Last year when WarnerMedia announced that their entire 2021 slate of theatrical releases would debut day-and-date on HBO Max along with the traditional premiere the news wasn't well received by some in Hollywood. Chief among those that had a problem with the announcement was filmmaker Christopher Nolan, who has made his last nine movies with the studio, a relationship that goes back almost twenty years. After Nolan's criticisms of WB's decision continued for many weeks it resulted in reports that he may no longer work with them moving forward, and even the head of the studio doesn't know if that's going to happen.
Speaking in an interview with The LA Times, Warner Bros. Pictures Group Chairman Toby Emmerich was asked where things currently stood between the studio and the Oscar nominee with Emmerich replying: "Only Chris Nolan knows what his next movie's going to be, but we do hope it will be at Warner Bros." In another write-up from The LA Times, Emmerich addressed the lasting feelings from other talent that felt betrayed or burned by the sudden announcement, adding: "The initial reaction of the town, we get it. But I think we're in a better place now. Hopefully we've restored trust."

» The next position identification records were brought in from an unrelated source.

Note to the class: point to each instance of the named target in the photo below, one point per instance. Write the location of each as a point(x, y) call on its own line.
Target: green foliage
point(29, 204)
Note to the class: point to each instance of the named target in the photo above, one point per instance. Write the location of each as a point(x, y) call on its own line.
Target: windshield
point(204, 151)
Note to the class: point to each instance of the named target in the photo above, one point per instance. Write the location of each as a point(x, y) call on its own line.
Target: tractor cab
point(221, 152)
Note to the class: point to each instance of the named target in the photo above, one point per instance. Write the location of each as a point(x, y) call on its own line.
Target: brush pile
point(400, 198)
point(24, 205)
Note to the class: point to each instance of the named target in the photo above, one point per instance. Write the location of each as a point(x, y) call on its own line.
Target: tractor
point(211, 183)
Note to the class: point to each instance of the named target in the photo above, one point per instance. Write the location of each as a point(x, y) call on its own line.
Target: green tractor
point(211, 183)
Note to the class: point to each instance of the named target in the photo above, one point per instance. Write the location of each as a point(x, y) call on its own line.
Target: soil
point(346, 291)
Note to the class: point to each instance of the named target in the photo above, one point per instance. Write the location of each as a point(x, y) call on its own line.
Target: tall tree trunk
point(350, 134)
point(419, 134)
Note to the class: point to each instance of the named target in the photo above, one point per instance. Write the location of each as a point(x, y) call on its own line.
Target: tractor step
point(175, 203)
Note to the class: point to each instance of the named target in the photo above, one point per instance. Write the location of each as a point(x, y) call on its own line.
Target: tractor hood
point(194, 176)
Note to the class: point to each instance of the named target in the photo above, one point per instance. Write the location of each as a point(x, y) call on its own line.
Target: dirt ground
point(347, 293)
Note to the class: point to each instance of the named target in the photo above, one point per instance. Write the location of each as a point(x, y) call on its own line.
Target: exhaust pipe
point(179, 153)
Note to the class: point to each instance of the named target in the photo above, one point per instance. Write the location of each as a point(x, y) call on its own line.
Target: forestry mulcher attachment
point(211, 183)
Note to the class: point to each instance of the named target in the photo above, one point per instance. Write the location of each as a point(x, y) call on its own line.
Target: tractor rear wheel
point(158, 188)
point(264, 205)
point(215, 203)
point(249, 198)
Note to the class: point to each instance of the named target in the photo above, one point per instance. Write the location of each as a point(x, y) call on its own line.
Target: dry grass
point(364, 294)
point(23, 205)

The LA Times also spoke with Bryan Lourd of Creative Artists Agency, who was asked if he believed WB had "made progress repairing" any of its damaged relationships, bluntly telling them: "No, I don't."
Nolan was critical of WB's day-and-date theatrical/streaming decision from the beginning, writing in a statement: "Some of our industry's biggest filmmakers and most important movie stars went to bed the night before thinking they were working for the greatest movie studio and woke up to find out they were working for the worst streaming service."
The director Dunkirk and The Dark Knight, whose work has brought in billions for Warner Bros. and resulted in multiple Oscar nominations, called the ethics of the studio in to question after it occurred, telling The Washington Post: "They did not speak to those filmmakers. They did not consult them about what their plans were for their work. And I felt that somebody needed to point out that that wasn't the right way to treat those filmmakers."
In the end, Nolan only makes a new film every two to three years these days, the later for recent releases, so it's possible we may not even hear about what his next project will be, or what studio he'll pitch it to, for another year or more.